Professor Gretchen Haertsch has taught graduate and undergraduate writing and literature classes at Arcadia University since 2000. Her advanced writing classes include Magazine Writing and Writing for Children. She has taught a children’s literature course for the Honors Program and a spring 2012 course in classic Scottish children’s literature that culminates with a week in Scotland. She also mentors students in middle grade and young adult novel writing and research.
A freelance writer for more than 25 years, her work has appeared in magazines, newspapers, and juvenile textbooks. Her publishing credits include such diverse publications as People, Places, Plants Magazine, Garden Borders, Strength and Health, and Early American Life, as well as various newspapers. Her juvenile writing credits include creative classroom materials for Glencoe/McGraw-Hill, as well as fiction and nonfiction for magazines such as MetroKids, Hopscotch, The Friend, and Junior Trails.
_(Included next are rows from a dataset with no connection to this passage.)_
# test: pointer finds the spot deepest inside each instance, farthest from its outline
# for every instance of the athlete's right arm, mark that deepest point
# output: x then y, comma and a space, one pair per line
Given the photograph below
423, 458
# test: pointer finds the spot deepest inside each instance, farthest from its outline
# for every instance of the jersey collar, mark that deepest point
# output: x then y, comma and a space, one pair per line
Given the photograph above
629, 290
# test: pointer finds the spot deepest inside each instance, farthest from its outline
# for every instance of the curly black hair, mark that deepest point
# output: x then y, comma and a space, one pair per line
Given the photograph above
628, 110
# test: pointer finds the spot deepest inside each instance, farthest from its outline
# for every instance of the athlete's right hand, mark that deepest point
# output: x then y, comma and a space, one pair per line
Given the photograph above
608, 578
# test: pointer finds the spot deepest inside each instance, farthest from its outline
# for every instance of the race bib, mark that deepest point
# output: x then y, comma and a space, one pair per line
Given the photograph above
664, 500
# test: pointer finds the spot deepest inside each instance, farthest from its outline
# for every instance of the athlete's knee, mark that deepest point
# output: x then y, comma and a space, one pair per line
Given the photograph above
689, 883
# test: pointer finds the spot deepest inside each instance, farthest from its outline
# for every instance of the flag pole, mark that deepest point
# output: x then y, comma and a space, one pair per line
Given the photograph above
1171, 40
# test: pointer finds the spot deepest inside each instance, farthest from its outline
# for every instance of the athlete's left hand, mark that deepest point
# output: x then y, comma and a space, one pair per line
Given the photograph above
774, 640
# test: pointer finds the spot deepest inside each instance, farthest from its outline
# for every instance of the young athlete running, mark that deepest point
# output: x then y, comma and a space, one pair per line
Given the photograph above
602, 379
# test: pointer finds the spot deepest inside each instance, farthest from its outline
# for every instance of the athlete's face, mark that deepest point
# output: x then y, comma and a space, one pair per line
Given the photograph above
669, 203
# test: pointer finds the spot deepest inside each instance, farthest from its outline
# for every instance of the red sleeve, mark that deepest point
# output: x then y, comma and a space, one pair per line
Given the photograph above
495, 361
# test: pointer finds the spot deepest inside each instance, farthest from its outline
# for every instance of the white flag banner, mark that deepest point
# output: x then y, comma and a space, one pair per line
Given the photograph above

She received a B.A. in journalism and advertising from Pennsylvania State University and an M.A. in English from Arcadia University. She writes picture books, middle grade, and YA — both fiction and nonfiction — and is particularly interested in historical fiction.
Visiting Writer for 2015
Beth Kephart, our Visiting Writer for 2015, is
the author of nineteen books, publishing memoir, young adult literature, a corporate
fairytale, and an autobiography of a river called Flow: The Life and Times
of Philadelphia’s Schuylkill River. Handling the Truth: On the Writing
of Memoir (Gotham), based in part on Kephart’s teaching at Penn, won the
2013 Books for a Better Life Award (Motivational Category), was featured as a top
writing book by O Magazine, and was named a Best Writing Book by Poets
and Writers. Small Damages (Philomel), a young adult novel
that takes place in southern Spain, was named a 2013 Carolyn W. Field Honor Book
and a best book of the year by many publications. Going Over (Chronicle),
a young adult novel about the Berlin Wall, was the 2014 Parents’ Choice, Gold Medal
Winner/Historical Fiction, named a Booklist top historical novel
for youth, and was voted a 100 Children’s Books to Read in a Lifetime by Goodreads,
among other honors. Kephart’s 2014 Shebooks e-memoir, Nest. Flight. Sky.:
On Love and Loss One Wing at a Time, was recently selected for a print
anthology. Her 2013 middle grade historical novel, Dr. Radway’s Sarsaparilla
Resolvent (Temple University Press), was named a top book of the year by Kirkus.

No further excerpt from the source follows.